Plans for Ms Bernadette Sands-McKevitt, vice-chair of the 32County Sovereignty Movement, to visit the US next month are being reconsidered after the Omagh bombing, according to a New York lawyer who helped arrange her last trip. Mr Martin Galvin said he did not know whether her visa application for a visit in late September had been withdrawn or was still going forward. The visit was to express objections to the Belfast Agreement.
He told The Irish Times he had spoken to her since the bombing but they had not discussed plans for her US visit.
He said that contrary to some reports, she and her husband had not fled their home in Dundalk but the children had been sent away for safety.
It would be regrettable if Ms Sands-McKevitt were to be denied a US visa as this would be "a policy of censorship by visa denial which would be wrong", Mr Galvin said.

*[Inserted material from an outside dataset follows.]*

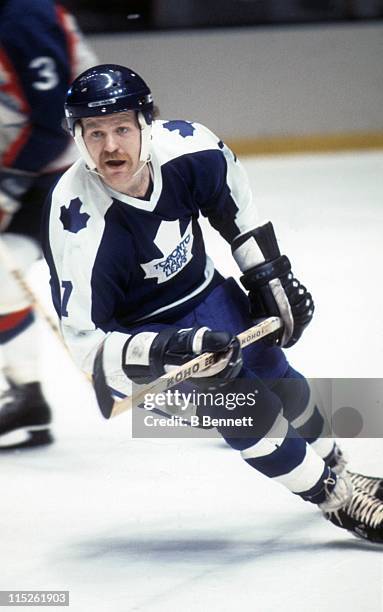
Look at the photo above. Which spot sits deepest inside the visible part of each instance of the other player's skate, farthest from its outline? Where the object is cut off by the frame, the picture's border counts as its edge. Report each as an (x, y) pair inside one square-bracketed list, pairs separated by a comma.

The US needed to know all viewpoints including those of Ms Sands-McKevitt and those who say that the Belfast Agreement "is not a step forward but will delay the resolution of the Irish conflict by allowing the British to continue to deny Irish national sovereignty".
Mr Galvin said the 32-County Sovereignty Movement was "totally separate" from the military organisation or `Real IRA' in the same way Sinn Fein was separate from the Provisional IRA.

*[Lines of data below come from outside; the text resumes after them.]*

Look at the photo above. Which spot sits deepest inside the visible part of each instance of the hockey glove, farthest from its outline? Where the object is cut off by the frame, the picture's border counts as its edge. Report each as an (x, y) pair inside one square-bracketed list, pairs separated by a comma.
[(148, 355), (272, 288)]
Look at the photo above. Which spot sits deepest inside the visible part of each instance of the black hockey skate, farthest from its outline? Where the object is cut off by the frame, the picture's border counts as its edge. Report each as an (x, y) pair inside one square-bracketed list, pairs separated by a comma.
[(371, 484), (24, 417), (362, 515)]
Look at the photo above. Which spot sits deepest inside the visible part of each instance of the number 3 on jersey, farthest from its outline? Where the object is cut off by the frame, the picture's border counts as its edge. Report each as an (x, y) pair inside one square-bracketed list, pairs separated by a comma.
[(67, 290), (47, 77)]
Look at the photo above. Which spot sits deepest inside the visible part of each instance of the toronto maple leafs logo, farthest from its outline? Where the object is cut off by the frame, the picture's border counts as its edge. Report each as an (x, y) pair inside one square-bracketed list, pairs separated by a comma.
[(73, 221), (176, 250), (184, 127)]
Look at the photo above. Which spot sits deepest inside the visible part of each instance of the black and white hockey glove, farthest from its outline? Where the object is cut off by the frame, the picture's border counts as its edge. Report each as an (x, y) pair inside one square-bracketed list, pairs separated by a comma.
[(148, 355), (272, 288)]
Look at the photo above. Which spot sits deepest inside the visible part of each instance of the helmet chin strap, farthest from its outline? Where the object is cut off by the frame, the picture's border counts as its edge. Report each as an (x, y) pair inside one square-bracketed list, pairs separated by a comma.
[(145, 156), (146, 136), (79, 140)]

He would not comment on a statement of Congressman Peter King this week that "the `Real IRA' and the 32-County Sovereignty Committee have no support among Irish-Americans. We know them for what they are - vicious murderers who are attempting to destroy the Good Friday Agreement and the cause of peace and justice in Ireland."
Mr Galvin, a former director of publicity for Noraid, was "deeply saddened and stunned to learn of the Omagh tragedy".

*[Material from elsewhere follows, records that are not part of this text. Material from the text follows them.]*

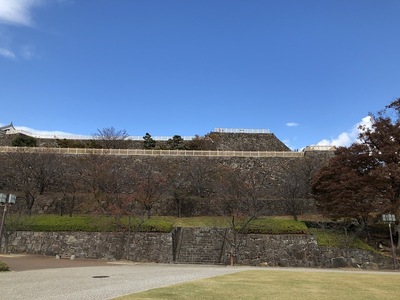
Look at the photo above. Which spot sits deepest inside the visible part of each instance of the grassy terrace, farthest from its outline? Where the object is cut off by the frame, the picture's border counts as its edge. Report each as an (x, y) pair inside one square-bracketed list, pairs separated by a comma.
[(270, 225), (272, 284)]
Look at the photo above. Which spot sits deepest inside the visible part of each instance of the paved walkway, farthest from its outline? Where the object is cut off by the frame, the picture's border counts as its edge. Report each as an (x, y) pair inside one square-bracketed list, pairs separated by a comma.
[(45, 278)]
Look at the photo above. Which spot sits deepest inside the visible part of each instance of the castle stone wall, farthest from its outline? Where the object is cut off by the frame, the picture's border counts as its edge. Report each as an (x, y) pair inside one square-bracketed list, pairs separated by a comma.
[(195, 246)]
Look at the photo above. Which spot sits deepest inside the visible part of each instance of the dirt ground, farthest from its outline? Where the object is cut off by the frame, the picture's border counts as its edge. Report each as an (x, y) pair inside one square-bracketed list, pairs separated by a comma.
[(24, 262)]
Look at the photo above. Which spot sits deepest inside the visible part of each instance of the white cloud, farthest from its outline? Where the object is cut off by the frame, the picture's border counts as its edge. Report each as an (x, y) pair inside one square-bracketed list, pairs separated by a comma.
[(18, 12), (345, 139), (7, 53)]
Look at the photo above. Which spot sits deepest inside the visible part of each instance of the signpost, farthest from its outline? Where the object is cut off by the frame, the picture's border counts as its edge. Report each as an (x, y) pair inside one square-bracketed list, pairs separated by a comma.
[(5, 201), (391, 218)]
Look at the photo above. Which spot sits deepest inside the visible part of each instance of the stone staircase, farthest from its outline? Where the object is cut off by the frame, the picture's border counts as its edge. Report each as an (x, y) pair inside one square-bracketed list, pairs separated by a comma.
[(199, 246)]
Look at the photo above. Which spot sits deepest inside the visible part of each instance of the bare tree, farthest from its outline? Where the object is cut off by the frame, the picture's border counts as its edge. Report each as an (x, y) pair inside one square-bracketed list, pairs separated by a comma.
[(239, 192), (150, 183), (31, 173), (295, 187), (110, 138)]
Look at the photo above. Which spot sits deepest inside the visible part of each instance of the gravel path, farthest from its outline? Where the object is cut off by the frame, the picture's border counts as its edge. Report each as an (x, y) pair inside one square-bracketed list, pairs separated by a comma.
[(45, 278), (100, 282)]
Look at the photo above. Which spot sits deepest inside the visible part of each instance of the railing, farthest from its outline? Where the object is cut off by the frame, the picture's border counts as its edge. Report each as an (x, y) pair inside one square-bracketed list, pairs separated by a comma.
[(62, 136), (234, 130), (319, 148), (138, 152)]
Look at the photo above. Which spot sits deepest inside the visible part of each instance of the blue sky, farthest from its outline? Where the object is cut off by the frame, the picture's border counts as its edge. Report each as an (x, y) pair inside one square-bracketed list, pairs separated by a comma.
[(308, 70)]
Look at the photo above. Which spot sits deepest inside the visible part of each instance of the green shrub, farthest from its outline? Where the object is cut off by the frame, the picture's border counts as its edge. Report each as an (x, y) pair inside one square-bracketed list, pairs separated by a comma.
[(334, 238), (22, 140), (275, 226), (92, 224), (156, 225), (3, 267)]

He understood there were "a number of warnings which were intended to ensure that no civilians were injured and that no civilians would be at risk, but that does not absolve anyone of responsibility in the context of what happened".
He asked people "to look at the context of the whole situation of British rule in Ireland". He said that "British rule and the denial of Irish national sovereignty had caused conflict in Ireland so often and will do so again".
Asked about his plans for fund-raising for dissident republican prisoners not covered by the Belfast Agreement, Mr Galvin said that a new newspaper had been started but "we are now looking at the whole situation".